PFTs are defined as groups of plants exhibiting either similar responses to an environment or similar effects on major ecosystem processes based on plant morphology, physiology and life history19,20. Grouping large numbers of species that are functionally similar into a single classification greatly reduces the complexity of the intrinsically hierarchical nature of ecosystems21 and bridges the gap between plant physiology and ecosystem processes22. Therefore, PFTs might be more useful for ecosystem responses to climate changes at large scales than plant species. A better understanding of PFTs responses to variation in aridity is crucial for regions with water scarcity, such as farming pastoral zones, grasslands and deserts, and is important to the development of better land management practices to adapt to such changes.

Northeast China grasslands, which cover an area of about 8.6 million ha, are located at the eastern end of the Eurasian steppe zone. This region is characterized by a natural aridity gradient that provides an ideal system to conduct such a study. PFT composition23, classification24 and diversity25 in the region have been well documented, but leaf anatomy and physiology have not been studied. In this study, we selected 17 species present in all sites along a large-scale aridity gradient. We grouped these into five PFTs on the basis of life form and plant size23,24 and measured the phenotypic plasticity within each species. We hypothesize that water availability is the critical factor driving trait variations of PFTs and that there are significant divergences in morphological, physiological and anatomical traits among PFTs to cope with water scarcity along the large-scale gradient.

Results

Along the large-scale gradient (from site 1 to 9), the mean annual standardized precipitation-evapotranspiration index (SPEI) gradually decreased, reflecting an increase in aridity (Table 1; Fig. 1). In a principal components analysis (PCA) of the 10 leaf traits in 17 species, the first and second axes accounted for 87.8% of the total variation across the aridity gradient. The first axis, which explained 73.8% of the variation in leaf traits, was primarily related to LMA, stomatal density, vascular diameter, leaf soluble sugar content and stomatal index. The second axis, which explained 14% of the variation in leaf traits, was mainly associated with leaf thickness, vessel diameter, leaf relative water content (RWC) and proline content. In general, functional types grouped separately along the first and second axes, and leaf morphological, physiological and anatomical traits of individual selected species were similar to those of other species in the same PFT (i.e., trees, shrubs, perennial grasses, annual grasses and perennial forbs) (Fig. 2).

Table 1 Information regarding the study sites (1–9) including data on location, vegetation type, climatic index, soil type and plant functional types (PFTs) in temperate grasslands along a large-scale aridity gradient in northeast China.
Figure 1: Sample locations (see Table 1) in temperate grasslands along a large-scale aridity gradient in northeast of China.
figure 1

The map was generated by ArcGIS.9.3.SLX (http://www.esri.com/software/arcgis/).

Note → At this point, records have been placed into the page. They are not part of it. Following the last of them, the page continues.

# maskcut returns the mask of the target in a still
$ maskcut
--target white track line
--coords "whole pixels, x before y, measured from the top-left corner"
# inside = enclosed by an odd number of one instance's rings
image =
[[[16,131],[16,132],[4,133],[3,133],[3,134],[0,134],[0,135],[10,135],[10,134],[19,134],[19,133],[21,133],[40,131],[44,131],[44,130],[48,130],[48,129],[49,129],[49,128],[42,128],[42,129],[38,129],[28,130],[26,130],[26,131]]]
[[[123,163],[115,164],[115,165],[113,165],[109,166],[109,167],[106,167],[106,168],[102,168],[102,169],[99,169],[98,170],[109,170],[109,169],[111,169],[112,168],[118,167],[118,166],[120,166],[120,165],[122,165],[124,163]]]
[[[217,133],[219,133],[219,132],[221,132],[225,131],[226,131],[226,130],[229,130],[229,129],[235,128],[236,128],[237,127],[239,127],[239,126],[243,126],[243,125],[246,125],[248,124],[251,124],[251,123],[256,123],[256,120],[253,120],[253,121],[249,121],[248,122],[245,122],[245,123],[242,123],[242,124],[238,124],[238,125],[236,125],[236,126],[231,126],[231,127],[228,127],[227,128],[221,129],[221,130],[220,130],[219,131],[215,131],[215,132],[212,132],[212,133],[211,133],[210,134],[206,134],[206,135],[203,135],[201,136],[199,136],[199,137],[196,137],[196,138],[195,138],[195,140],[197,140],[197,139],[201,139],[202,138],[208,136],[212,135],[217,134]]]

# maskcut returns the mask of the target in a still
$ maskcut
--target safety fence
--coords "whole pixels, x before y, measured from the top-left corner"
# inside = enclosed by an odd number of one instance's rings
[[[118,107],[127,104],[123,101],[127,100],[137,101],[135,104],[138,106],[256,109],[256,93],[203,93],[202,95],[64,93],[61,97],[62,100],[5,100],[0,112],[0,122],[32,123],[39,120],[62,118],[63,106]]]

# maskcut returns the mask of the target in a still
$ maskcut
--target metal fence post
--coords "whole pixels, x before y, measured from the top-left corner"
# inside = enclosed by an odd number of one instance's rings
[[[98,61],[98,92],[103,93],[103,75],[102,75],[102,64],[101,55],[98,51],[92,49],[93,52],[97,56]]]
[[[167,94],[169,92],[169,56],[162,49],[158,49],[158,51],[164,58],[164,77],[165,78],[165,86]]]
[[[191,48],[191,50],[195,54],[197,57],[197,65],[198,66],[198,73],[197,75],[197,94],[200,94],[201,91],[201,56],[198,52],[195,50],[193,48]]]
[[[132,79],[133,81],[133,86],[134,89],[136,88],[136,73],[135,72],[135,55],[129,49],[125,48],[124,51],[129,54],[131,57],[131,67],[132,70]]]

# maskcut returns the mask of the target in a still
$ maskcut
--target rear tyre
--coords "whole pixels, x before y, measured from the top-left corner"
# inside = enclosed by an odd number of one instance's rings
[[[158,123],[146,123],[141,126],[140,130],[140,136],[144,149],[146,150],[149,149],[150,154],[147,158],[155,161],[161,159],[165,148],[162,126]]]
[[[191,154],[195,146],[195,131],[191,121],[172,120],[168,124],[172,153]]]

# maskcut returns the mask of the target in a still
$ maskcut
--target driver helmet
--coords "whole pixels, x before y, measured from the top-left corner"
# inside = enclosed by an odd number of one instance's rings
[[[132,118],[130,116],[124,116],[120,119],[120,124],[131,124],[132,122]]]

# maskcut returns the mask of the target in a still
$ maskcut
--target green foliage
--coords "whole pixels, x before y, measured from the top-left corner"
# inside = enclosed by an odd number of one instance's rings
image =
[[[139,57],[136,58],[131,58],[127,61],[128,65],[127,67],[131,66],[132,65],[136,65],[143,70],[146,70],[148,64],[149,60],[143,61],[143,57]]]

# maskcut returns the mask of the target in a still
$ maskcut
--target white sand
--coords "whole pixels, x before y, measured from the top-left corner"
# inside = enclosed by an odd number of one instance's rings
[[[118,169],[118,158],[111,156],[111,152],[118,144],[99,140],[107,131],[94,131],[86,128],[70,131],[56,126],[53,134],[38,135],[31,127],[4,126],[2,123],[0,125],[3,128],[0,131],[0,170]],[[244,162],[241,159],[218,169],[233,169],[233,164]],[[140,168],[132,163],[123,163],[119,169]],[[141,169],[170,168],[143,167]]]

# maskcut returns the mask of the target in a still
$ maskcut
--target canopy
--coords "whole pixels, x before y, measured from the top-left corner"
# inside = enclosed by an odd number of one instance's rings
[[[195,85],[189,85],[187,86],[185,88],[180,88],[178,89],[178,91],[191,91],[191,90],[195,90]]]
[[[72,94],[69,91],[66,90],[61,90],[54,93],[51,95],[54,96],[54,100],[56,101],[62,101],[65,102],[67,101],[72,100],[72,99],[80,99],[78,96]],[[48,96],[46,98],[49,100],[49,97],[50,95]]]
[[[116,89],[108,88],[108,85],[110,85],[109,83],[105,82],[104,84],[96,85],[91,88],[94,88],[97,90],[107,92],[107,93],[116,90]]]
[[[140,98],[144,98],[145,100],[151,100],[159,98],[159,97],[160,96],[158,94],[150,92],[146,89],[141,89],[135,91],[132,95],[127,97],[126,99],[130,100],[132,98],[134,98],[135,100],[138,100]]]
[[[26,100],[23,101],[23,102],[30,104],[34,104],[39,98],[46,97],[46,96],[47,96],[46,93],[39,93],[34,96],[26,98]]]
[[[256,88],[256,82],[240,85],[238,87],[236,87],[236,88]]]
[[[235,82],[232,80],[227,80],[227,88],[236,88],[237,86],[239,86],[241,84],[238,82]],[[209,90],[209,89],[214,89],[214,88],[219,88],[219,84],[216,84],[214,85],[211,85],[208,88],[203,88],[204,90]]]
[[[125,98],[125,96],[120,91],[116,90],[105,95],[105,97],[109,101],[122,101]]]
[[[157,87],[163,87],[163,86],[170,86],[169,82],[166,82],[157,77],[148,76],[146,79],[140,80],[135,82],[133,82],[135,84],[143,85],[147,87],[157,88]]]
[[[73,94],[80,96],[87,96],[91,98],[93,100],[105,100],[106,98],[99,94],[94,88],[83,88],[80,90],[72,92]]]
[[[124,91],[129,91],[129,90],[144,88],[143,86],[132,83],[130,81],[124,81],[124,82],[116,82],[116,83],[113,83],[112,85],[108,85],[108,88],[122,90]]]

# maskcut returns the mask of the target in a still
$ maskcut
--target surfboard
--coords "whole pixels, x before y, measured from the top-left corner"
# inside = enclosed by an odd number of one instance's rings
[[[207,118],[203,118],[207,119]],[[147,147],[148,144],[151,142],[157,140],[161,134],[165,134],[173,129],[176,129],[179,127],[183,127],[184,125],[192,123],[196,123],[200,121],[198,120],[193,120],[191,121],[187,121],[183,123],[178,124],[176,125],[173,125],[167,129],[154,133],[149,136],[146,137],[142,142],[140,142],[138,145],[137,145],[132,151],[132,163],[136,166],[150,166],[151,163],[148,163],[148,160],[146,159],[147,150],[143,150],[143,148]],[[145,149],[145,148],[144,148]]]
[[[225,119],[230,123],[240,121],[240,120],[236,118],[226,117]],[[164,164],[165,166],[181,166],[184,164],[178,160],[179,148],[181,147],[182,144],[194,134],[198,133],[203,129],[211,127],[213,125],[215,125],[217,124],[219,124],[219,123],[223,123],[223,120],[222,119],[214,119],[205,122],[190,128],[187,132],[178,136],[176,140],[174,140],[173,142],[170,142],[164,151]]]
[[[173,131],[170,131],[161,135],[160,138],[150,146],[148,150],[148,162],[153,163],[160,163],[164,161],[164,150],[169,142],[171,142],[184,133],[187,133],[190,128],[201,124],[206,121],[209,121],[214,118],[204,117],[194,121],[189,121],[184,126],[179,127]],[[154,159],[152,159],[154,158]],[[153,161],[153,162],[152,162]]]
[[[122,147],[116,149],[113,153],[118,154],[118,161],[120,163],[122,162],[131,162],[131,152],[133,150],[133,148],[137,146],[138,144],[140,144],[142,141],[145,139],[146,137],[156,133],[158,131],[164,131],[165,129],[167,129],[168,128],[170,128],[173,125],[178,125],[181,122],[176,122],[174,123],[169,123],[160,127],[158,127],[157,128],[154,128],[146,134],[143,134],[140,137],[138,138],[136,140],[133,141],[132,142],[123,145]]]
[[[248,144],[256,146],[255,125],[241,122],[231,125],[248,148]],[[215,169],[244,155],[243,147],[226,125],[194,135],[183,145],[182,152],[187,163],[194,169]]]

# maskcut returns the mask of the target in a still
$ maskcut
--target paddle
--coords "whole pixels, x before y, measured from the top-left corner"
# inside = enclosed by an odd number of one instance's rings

Figure 2: Principal component analysis (PCA) plots showing the separation of leaf morphological, physiological and anatomical traits of measured species for each plant functional type in temperate grasslands along a large-scale aridity gradient in northeast of China.
figure 2

RWC, leaf relative water content; AVe/AVa, ratio of leaf vessel area to vascular area; Pg, perennial grasses; Ag, annual grasses; Pf, perennial forbs.

Morphological traits

The first axis of RDA ordination, which explained 62.5% of the variation in thickness and LMA, was mainly associated with SPEI. The second axis, which described 18.6% of the variation in thickness and LMA, was primarily related to PFTs. Spatial structure, soil type and vegetation type did not show strong relationships with leaf morphological traits. Among the five PFTs, leaf thickness in perennial grasses was significantly higher than for the other PFTs (Fig. 3). Leaf thickness in shrubs (R = −0.501, P < 0.01), perennial grasses (R = −0.307, P < 0.05) and forbs (R = −0.298, P < 0.05) increased gradually with decreasing SPEI (or increasing aridity) along the large-scale gradient (Tables 2 and 3). Leaf thickness in shrubs at site 7 (moderate aridity) was 158.1% (F = 121.75, P < 0.001) higher than that at site 1 (no aridity) (File S1).

Figure 3: Redundancy analysis (RDA) biplot showing the effects of standardized precipitation-evapotranspiration index (SPEI), spatial structure, soil type, vegetation type and plant functional types on leaf thickness and leaf mass per area along the large-scale aridity gradient, northeastern China.
figure 3

Soil type, vegetation type and plant functional types (qualitative factors) are indicated by triangles; SPEI and spatial structure (quantitative factors), leaf thickness and leaf mass per area are indicated by arrows.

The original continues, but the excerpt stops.